Our latest paper of 2024 “Lévy flight for electrons in graphene in the presence of regions with enhanced spin-orbit coupling” has just appeared in Physical Review B.
In this work, we propose an electronic Lévy glass built from graphene nanoribbons in the presence of regions with enhanced spin-orbit coupling. Although electrons in graphene nanoribbons present a low spin-orbit coupling strength, it can be increased by a proximity effect with an appropriate substrate. We consider graphene nanoribbons with different edge types, which contain circular regions with a tunable Rashba spin-orbit coupling, whose diameter follows a power-law distribution. We find that spin-orbital clusters induce a transition from superdiffusive to diffusive charge transport, similar to what we recently reported for nanoribbons with electrostatic clusters [Phys. Rev.
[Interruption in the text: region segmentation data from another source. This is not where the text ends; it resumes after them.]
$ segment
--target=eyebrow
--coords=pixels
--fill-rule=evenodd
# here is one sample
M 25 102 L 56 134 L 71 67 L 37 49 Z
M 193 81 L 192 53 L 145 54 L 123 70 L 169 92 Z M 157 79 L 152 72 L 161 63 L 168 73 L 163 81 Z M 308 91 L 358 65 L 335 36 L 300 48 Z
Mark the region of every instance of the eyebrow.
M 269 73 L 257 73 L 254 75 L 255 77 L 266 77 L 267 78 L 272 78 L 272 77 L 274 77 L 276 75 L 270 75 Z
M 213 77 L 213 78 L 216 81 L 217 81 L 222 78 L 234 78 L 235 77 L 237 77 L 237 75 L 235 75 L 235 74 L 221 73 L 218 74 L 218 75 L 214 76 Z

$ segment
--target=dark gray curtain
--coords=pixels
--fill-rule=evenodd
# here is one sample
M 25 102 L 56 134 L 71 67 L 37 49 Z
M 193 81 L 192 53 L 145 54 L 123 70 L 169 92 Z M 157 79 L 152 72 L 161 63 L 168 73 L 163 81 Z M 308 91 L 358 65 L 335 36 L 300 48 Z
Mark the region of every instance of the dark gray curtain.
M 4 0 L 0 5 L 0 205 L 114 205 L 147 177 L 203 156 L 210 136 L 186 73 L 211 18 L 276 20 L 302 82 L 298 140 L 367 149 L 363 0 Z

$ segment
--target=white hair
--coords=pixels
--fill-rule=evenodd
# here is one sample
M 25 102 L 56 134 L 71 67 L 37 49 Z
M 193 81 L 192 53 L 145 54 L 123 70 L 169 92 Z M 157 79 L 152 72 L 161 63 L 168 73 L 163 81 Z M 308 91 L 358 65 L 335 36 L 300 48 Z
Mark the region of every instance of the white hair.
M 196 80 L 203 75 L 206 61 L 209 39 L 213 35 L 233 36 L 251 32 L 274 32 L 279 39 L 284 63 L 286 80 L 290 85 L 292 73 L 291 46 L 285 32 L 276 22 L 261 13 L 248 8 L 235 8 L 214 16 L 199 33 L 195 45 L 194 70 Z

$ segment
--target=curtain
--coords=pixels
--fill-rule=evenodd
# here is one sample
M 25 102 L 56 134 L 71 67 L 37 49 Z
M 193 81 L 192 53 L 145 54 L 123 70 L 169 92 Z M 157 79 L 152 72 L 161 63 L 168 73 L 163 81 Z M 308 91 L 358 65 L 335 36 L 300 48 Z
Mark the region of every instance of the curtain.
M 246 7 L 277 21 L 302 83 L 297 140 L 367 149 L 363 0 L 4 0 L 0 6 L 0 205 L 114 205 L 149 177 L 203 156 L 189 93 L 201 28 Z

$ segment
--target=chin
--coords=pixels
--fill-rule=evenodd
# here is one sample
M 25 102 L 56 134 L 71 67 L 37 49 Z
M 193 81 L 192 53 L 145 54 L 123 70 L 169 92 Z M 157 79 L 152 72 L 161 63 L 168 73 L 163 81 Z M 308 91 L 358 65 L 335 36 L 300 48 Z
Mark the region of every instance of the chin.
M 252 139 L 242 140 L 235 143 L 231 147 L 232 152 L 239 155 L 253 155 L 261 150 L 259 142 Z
B 107, 155432 (2023)]. We also investigate spin polarization in the spin-orbital Lévy glasses, and show that a finite spin polarization can be found only in the superdiffusive regime. In contrast, the spin polarization vanishes in the diffusive regime, making the electronic Lévy glass a useful device whose electronic transmission and spin polarization can be controlled by its Fermi energy. Finally, we apply a multifractal analysis to charge transmission and spin polarization, and find that the transmission time series in the superdiffusive regime are multifractal, while they tend to be monofractal in the diffusive regime. In contrast, spin polarization time series are multifractal in both regimes, characterizing a marked difference between mesoscopic fluctuations of charge transport and spin polarization in the proposed electronic Lévy glass.
The results stem from the work of new Ph.D student Diego B. Fonseca, which is co-supervised by Anderson L. R. Barbosa at UFRPE.